Original Digital Music and Sound Recordings
Original recordings of music and other performance from which retail products are derived, typically in multiple tracks and uncompressed high-resolution sound quality.
Examples
Original official recordings of a song, sound or performance owned by music industry
Hazards
Single point of failure; storage on old or degrading media; lack of ongoing investment in changing preservation requirements; lack of capability; poor documentation; dependence on small staff; Uncertainty over IPR or the presence of orphaned works
Complexity LimitationsMitigations
High-quality storage; meticulous and consistent replication; trusted repository; preservation requirement understood at the executive level and funded accordingly; leadership in preservation community; expert staff
Bit List History
Added to list: 2019Last Review
2023 Review
In 2019, this entry was added as a subset of a previous 2017 entry, ‘Digital Music Production and Sharing,’ which was split to draw attention to the different challenges faced by the different forms. Though it overlaps with other entries, including ‘Digital Archives of Music Production,’ it is a separate entry to emphasize the inherent and great value of original recordings over and above those distributed and the concomitant need for active preservation. Both the 2021 Jury and 2022 Taskforce agreed with the Endangered classification with no noted changes towards increased or reduced risk. The 2022 Taskforce additionally recommended use of the term original or primary rather than the term master, except for where it is part of a format’s formal name or an industry-standard use, which is now reflected in this entry and other relevant areas of the Bit List.

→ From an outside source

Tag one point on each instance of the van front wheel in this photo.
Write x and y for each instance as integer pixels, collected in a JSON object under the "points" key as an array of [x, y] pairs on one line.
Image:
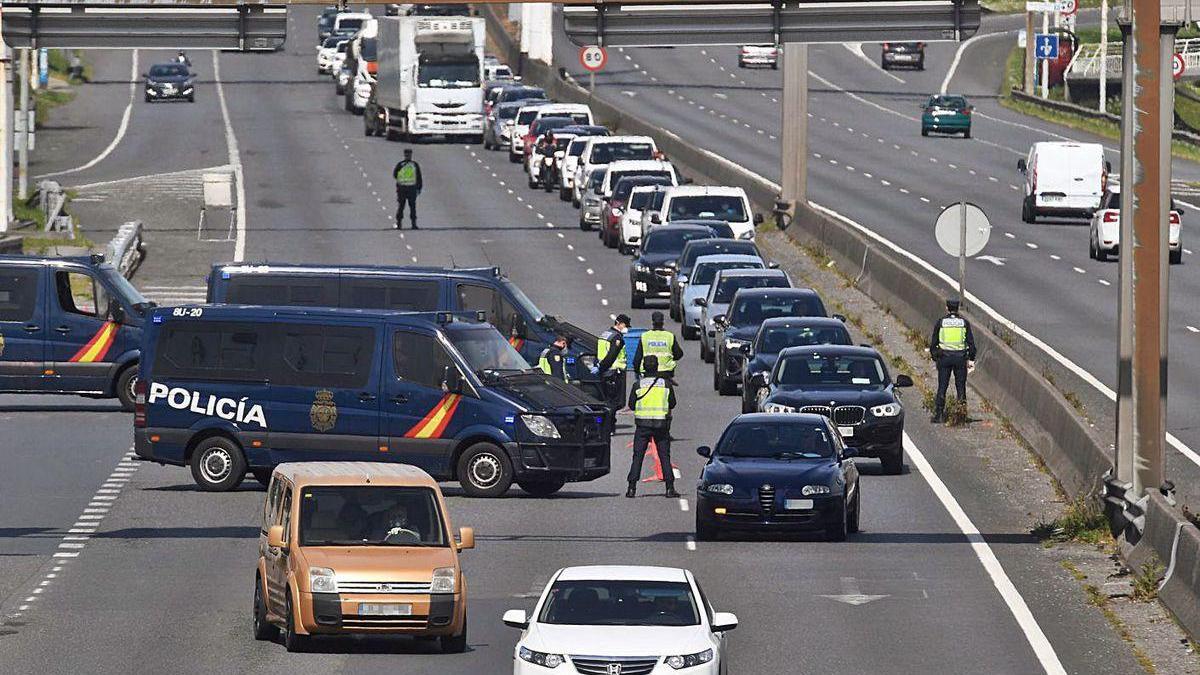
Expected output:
{"points": [[485, 471], [217, 465]]}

The 2023 Council agreed with the Endangered with the overall risks remaining on the same basis as before (‘No change’ to trend).
2024 Interim Review
These risks remain on the same basis as before, with no significant trend towards even greater or reduced risk (‘No change’ to trend).
Additional Information
The imminence of action will depend on format and age, and the significance of loss may be more largely felt if they are recordings of a major recording star.
This is interesting as the recording houses should be seeing the value of these – so why are they not taking responsibility for looking after them? Do they not feel it is in their financial interests? The archival practices of the studios are typically based on value – the recordings are assumed to be worth keeping. However, this means relatively low-value originals may not be transferred to new media in a timely way and could be lost. There is no comprehensive deposit scheme to address the long tail of music production, and it is often unclear exactly where responsibility lies.
Case Studies & Examples
- The Day the Music Burned, Rosen, J. (2019), The New York Times [accessed at 2023-10-24].
- MQA (Master Quality Authenticated), a means of digitally capturing and storing original master recordings as files without the usual loss in fidelity usually experienced with compressed audio files, has gone into administration - if you have MQA files it should still work. That being said, MQA is not lossless and it’s better to get true lossless FLAC files. See MQA has gone into administration: what does this mean for Tidal and supported products?, McKerrell, H (2023), What HI-FI? .
- Music industry’s 1990s hard drives, like all HDDs, are dying, Purdy, K. (2024), Ars Technica [accessed at 2024-09-13].
- Starting with complexity: Archiving digital-born music compositions from Mac systems of the 80s/90s, Mattmann, B. and Lindenmann, I. (2023), Digital Preservation Coalition [accessed at 2023-10-24].